Researchers Discovered 'Scylla' Adware Campaign That Infects Android And iOS Apps

Scylla malware campaign

Yet again another malware campaign is found.

More than often, hackers use malware to infect apps, in order to gain backdoor access to users' devices. The method is among the oldest trick in the book. But because it's extremely effective and rarely fails to succeed, the trick never grows old.

And this time, a malware campaign dubbed the 'Scylla' has been found by researchers at HUMAN’s Satori Threat Intelligence & Research team.

According to them in a report, 75+ Android apps and 10+ iOS apps have been found committing to "several flavors of ad fraud."

In total, the apps generated 13+ million downloads.

Fortunately, they have been taken down after the team contacted both Google and Apple.

JobScheduler triggering on on/off/user_present within a Scylla-associated app. (Credit: Satori Threat Intelligence and Research Team)

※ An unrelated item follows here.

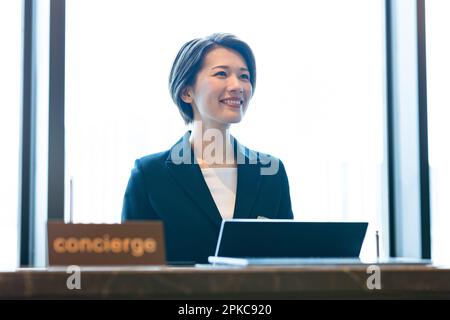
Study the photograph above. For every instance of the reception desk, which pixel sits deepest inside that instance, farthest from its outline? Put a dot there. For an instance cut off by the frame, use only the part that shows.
(281, 282)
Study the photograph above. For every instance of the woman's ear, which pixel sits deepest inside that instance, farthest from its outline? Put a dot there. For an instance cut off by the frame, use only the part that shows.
(186, 95)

What the apps do when installed, is creating fake clicks, which translate into revenue to the app developers.

The way the apps show ads is extremely invasive, with some that are very sneaky.

For example, the researchers said victims may see out-of-context ads on their phone that they may have never seen before. But in many cases, the ads can be made hidden, in which they can "show" up and register clicks, but invisible to the victims.

This is possible because the adware uses what's called the “JobScheduler” system, which triggers ad impression events even when the victims aren’t actively using their devices, for example, when the screen is off.

Typically, apps being used in the Scylla campaign leverage a bundle ID that doesn’t match their publication name. This is meant to make it appear to advertisers, that the ad clicks/impressions come from a more profitable software category.

The researchers found that the Scylla apps imitated up to 6,000 CTV-based apps, and regularly cycled through the IDs to evade fraud detection.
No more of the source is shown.